Continuous Insertion of Big Data

This topic has been translated from a Chinese forum by GPT and might contain errors.

Original topic: 关于大数据持续插入

| username: zqk_zqk

[TiDB Usage Environment] Production / Testing / PoC
[TiDB Version]
[Reproduction Path] What operations were performed when the issue occurred
[Encountered Issue: Issue Phenomenon and Impact]
How can I optimize the performance of the insert into select statement? On my side, querying one month’s worth of data, which is over 1 million rows, takes about 1 second when querying by day. However, executing the entire statement (inserting over 1 million rows) takes around 400 seconds. The select query performance has already been optimized very well, and it is preliminarily estimated that the time consumption is on the insert into part. Could the experts please provide some guidance?
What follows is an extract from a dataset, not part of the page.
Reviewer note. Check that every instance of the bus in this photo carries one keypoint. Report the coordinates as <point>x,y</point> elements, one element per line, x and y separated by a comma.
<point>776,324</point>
| username: Billmay表妹 | Original post link

Here are some optimization methods for insert into select statements:

  1. Adjust TiDB Configuration Parameters

You can improve insertion performance by adjusting TiDB configuration parameters, such as:

  • tikv-client.grpc-connection-count: Adjusting the number of gRPC connections for the TiKV client can improve concurrent insertion performance.
  • tikv-client.grpc-keepalive-time and tikv-client.grpc-keepalive-timeout: Adjusting the keepalive time and timeout for gRPC connections of the TiKV client can reduce the creation and destruction of connections, thereby improving insertion performance.
  1. Use LOAD DATA to Import Data

If the data source is a file, you can use LOAD DATA to import data, which is faster than insert into select. LOAD DATA can utilize TiDB’s batch insertion optimization to write data to TiKV at once, avoiding the overhead of inserting row by row.

  1. Adjust Transaction Size

You can improve insertion performance by adjusting the transaction size. If the transaction is too small, it will lead to frequent commits and writes to RocksDB WAL, reducing insertion performance. If the transaction is too large, it will lead to lock contention and high memory usage, also reducing insertion performance. You can adjust the transaction size according to the actual situation, generally recommended to be between 1MB and 10MB.

  1. Use Batch Insertion

You can merge multiple insert statements into one and use batch insertion to insert data. For example, using insert into ... values (), (), ... to insert multiple rows can reduce the overhead of insert statements and improve insertion performance.

  1. Adjust TiKV Cluster Configuration

If the TiKV cluster configuration is unreasonable, it will also affect insertion performance. You can improve insertion performance by adjusting the TiKV cluster configuration, such as:

  • Adjusting RocksDB configuration parameters, such as write_buffer_size, max_write_buffer_number, min_write_buffer_number_to_merge, etc., can improve write performance.
  • Adjusting Raft configuration parameters, such as raft-store-pool-size, raft-apply-pool-size, etc., can improve Raft’s concurrent processing capability.

I hope the above methods can help you.